March 16, 2026

Shoppers urged to brace for price surge at checkout

shoppers urged to brace for price surge at checkout
Photo source: Getty Images

Shoppers should prepare for steeper prices at checkout, as Middle East tensions push up freight and fuel costs.

According to Infometrics’ latest data, supplier costs climbed 2.3% in February from the previous year.

Brad Olsen, chief executive and principal economist at Infometrics, noted that the increase reflects an average, with household staples like bread and chocolate seeing sharper rises than other commodities.

He said that while the data does not yet account for the Iran war’s impact, he expects it to affect food prices within the next three months.

Olsen noted that the transport sector is reacting to higher fuel prices, with operators raising their rates in response.
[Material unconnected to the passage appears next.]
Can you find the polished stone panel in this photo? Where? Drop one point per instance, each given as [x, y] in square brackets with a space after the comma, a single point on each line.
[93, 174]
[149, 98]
This would affect supermarkets.

“In terms of the broader supermarket sector in New Zealand, 10% of non-wage input costs come directly from transport, so it’s a fairly big line item that starts to hit there.”

Other producers are expected to consider price hikes now, balancing the need to protect margins against sustaining sales volumes.

“I think there will be a little bit of caution in some areas around pushing prices on.”

“For the likes of transport costs specifically, we’ve had a look, and margins do look a lot thinner now over the last couple of years, so we do expect a more immediate pass-through,” Olsen explained.

He noted that businesses would likely react differently to the uncertainty over the war’s duration.

“Businesses are also thinking… ‘Do I wait it out? Might things stabilise and calm down within the next week or so?’ … Reality suggests that that’s probably further away.”

“They are probably wondering how much do they… take on themselves in the short term and then potentially have to raise prices, or again, do they try and push things through because they’re under a lot of pressure?”

Olsen anticipates supplier costs will climb further, impacting some items more severely than others.

“It’s more likely that it will come through on specific items that do take more to transport or do take more fuel into account in their production process.

“It will be uneven,” he said. “But we’re certainly not expecting to see a double-digit increase, but the pressure would be on.”